Kuzey Amerika'da hiç arkadaşım yoktu. Birinin annemi görüp adımı ana kuzusuna çıkartmasını ve arkadaş ortamımı daraltmasını istemem.

Annem gidince sırama doğru ilerledim.

9/C...

9/C...

9/C...

İşte burası!

Tam sıraya adım atacakken "Yapamam." diye düşündüm.

Bir an çekinmiştim.

"Yapabilirsin Carolina kızım! Sen neler neler yaptın?" diye fısıldadım kendi kendime İngilizce.

Ama yapamadım. Uzaktaki bir banka oturup bayrağın dalgalanışını izledim.

Ülke değiştirmenin ne kadar tuhaf bir şey olduğunu ancak yaşayanlar bilebilir. Şimdi o bayrağı izlemek tuhaf hissetmeme neden olmuştu.

Doğruca sınıfımın sırasına bakıyordum.

Sırada birbirinin üzerine çıkan ve gülüşen kızlar vardı. Bu okul kızlara özeldi.

Okulun net bir üniforması yoktu ve bence bu güzeldi. Eski okulumda pembe bir gömlek ve dizime kadar beyaz bir etek giyiniyordum. Ama şimdi en sevdiğim renklerde mor bir sweatshirt giyinmiş, altıma dizimin biraz üstünde mor-siyah bir etek giyinmiştim. Bu giysileri Kuzey Amerika'dan almıştım. Sweatshirti annem "Seneye de giyersin." deyip bol almıştı.

Şimdi tüm sınıflar sırasıyla içeri giriyordu. Sıra bizim sınıftaydı ama ben yerimden kalkmadım.

Siyah çantamı çıkartıp bankın dibine koydum. Belki bir öğretmen beni görür ve "Sen yeni öğrenci olmalısın. Seni sınıfına götüreyim." derdi. Bu umutla kıpırdamadan durdum.

20 dakikadır bekliyordum ama bir insan evladı yanıma uğramıştı. Sadece okulun kedileri gelip çantamda ki salamlı sandviçlerin kokusunu çekip gidiyorlardı.

Ofladım...

Kimse yabancılık çektiğimi fark etmemiş miydi?

O uzaktaki...

Evet!

Sonunda birisi yaklaşıyordu. Bu kadın kıvırcık kahverengi saçlı, beyaz tenliydi. İnce kalın dudakları ve hokka gibi bir burnu vardı. Yine kalın kaşları çatılmış ve doğruca bana doğru geliyordu!

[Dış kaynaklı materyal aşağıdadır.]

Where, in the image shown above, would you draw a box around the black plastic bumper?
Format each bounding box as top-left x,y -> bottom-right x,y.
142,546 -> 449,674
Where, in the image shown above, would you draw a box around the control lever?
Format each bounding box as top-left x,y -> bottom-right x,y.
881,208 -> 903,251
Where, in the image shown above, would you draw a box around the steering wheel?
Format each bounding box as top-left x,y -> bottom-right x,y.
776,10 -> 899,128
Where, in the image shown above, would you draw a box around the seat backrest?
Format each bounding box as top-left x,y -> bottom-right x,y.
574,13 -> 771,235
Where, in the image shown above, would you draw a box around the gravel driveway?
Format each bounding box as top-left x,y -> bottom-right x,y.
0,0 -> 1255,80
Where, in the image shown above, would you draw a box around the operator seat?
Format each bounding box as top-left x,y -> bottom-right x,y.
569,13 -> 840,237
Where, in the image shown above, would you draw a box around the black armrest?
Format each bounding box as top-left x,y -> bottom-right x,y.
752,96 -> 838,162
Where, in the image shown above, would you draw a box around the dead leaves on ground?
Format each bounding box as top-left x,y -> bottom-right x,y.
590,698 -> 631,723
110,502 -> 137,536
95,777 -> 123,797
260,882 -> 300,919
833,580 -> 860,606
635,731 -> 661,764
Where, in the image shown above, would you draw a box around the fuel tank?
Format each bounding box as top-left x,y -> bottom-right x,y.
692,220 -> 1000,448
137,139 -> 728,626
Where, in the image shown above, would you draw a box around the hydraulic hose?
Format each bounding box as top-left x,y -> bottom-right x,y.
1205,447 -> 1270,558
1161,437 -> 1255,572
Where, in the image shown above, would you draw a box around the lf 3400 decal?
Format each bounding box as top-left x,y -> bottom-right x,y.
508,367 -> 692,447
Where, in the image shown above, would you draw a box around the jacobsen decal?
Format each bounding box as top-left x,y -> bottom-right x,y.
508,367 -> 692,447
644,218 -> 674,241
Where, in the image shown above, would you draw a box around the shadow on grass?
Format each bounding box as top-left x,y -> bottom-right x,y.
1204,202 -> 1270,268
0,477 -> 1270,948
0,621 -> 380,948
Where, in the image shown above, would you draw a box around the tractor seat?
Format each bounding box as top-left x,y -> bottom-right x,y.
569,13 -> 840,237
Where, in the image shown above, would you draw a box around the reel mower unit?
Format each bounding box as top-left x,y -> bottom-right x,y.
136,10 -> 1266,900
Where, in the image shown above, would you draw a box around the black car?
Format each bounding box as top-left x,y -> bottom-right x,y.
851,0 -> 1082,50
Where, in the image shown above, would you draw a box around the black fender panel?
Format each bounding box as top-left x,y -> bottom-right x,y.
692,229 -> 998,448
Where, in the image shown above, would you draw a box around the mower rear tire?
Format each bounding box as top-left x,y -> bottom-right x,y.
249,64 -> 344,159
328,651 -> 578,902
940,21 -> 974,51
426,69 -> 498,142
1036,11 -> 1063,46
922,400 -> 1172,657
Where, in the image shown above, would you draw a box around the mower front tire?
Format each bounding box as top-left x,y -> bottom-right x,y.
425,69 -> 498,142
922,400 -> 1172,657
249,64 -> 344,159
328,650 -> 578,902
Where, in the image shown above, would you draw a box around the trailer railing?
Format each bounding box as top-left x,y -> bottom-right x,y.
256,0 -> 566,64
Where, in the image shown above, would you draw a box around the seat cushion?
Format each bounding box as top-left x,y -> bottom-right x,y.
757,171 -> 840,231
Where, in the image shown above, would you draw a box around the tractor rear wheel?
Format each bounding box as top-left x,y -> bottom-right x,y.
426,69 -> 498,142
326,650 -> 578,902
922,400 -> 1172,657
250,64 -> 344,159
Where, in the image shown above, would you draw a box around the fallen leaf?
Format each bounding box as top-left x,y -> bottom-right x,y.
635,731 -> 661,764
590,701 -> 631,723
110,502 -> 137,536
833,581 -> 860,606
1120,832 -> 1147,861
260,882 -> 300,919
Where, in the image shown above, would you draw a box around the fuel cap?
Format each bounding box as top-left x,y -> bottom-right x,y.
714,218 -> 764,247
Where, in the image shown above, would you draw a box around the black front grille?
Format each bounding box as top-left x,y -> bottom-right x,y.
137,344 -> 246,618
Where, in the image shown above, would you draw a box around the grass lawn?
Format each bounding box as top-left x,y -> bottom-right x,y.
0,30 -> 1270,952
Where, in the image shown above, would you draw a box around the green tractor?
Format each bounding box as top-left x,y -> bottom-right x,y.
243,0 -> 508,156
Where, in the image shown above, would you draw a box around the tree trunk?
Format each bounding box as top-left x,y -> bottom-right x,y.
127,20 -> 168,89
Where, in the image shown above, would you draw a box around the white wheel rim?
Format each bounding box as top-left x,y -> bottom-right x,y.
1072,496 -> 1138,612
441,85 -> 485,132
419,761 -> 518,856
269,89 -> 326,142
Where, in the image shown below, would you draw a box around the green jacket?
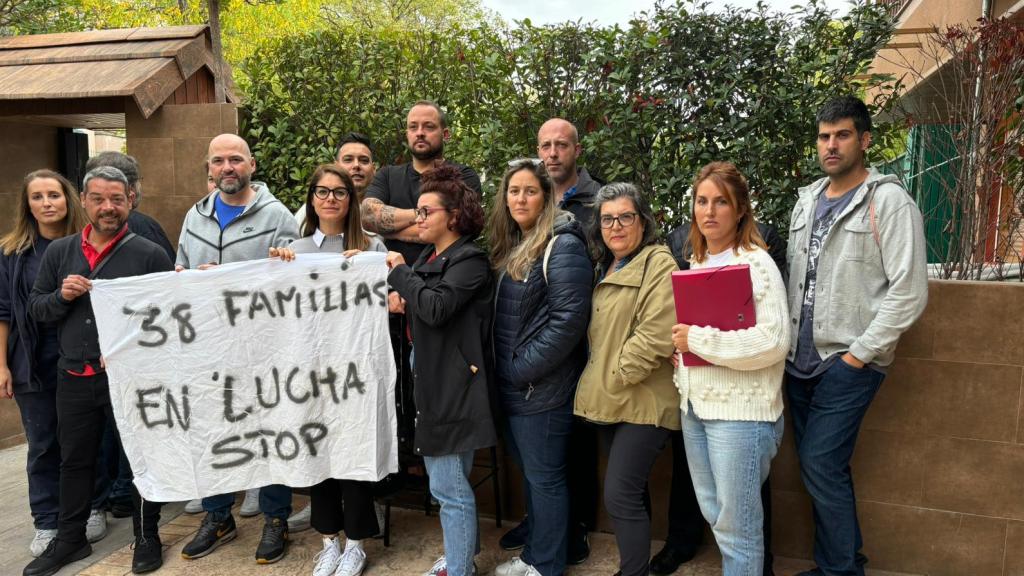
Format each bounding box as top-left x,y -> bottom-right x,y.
575,245 -> 680,430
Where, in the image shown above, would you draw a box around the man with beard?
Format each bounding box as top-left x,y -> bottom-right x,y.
24,166 -> 172,576
360,100 -> 480,262
785,96 -> 928,576
175,134 -> 299,564
537,118 -> 601,229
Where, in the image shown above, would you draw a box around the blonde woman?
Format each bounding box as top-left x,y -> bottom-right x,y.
488,160 -> 594,576
672,162 -> 790,576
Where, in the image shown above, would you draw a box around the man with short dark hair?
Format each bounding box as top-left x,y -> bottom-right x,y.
785,96 -> 928,576
85,152 -> 174,261
537,118 -> 601,229
359,100 -> 480,537
175,134 -> 299,564
24,166 -> 172,576
360,100 -> 480,262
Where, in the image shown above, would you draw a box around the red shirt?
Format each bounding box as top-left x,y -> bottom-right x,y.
82,223 -> 128,270
67,223 -> 128,376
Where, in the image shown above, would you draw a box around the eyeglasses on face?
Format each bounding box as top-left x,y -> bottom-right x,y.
313,186 -> 348,200
416,206 -> 447,220
600,212 -> 637,228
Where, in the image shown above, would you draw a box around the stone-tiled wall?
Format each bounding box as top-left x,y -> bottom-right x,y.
125,104 -> 239,247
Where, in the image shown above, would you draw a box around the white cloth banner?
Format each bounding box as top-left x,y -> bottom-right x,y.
91,253 -> 398,501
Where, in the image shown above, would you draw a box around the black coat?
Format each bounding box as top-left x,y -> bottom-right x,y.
388,237 -> 497,456
495,214 -> 594,415
0,243 -> 49,395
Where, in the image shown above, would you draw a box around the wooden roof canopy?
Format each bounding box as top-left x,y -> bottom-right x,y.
0,26 -> 238,128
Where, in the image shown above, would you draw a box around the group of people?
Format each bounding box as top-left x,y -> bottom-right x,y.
0,96 -> 928,576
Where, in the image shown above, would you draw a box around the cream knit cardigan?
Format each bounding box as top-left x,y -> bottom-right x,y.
674,243 -> 790,422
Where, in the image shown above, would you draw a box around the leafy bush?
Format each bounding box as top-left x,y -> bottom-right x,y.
240,0 -> 892,230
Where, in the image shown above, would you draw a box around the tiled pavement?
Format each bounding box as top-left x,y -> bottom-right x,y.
0,446 -> 913,576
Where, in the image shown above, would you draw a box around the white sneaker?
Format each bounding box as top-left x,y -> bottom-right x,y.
313,538 -> 341,576
29,528 -> 57,558
495,557 -> 541,576
288,504 -> 313,532
239,488 -> 259,518
423,557 -> 447,576
334,546 -> 367,576
85,510 -> 106,542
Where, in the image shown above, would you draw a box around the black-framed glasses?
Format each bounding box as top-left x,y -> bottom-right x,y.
313,186 -> 348,200
415,206 -> 447,220
600,212 -> 637,228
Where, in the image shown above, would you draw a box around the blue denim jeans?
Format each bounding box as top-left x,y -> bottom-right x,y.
508,398 -> 572,576
683,405 -> 782,576
785,359 -> 885,576
203,484 -> 292,521
423,450 -> 480,576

Evet, gelen kadın pek hayalimdeki gibi değildi. Neden tüm hayallerim başıma yıkılıyor?

Kadın beni korkutmuştu. Ve sanırım bana kızmaya geliyor!

Çantamı elime alıp binaya doğru koştum. Bu kadınla baş başa kalacağıma hiç tanımadığım tiplerle bir sınıfta otururum daha iyi.

9/C...

9/C...

9/C...

İşte sınıfım!

İçeriye girince hocanın yeni gelmiş olduğunu gördüm. Türkler ortaokulda hatırladığım kadarıyla "öğretmen" değil "hoca" diyorlardı. Bu tuhaftı bence çünkü babam ilk defa camiye gittiğinde oradaki herkes konuşan adama -bu da sanırım bizdeki vaaz eden kişi oluyor- "hoca" diyorlarmış. Ne tuhaf.

"Ah, merhaba sen nöbetçi öğrenci misin?"

Ne diyeceğimi düşündüm.

"Hayır. Ben yeni öğrenciyim. Adım Carolina. Sanırım bu sınıftayım."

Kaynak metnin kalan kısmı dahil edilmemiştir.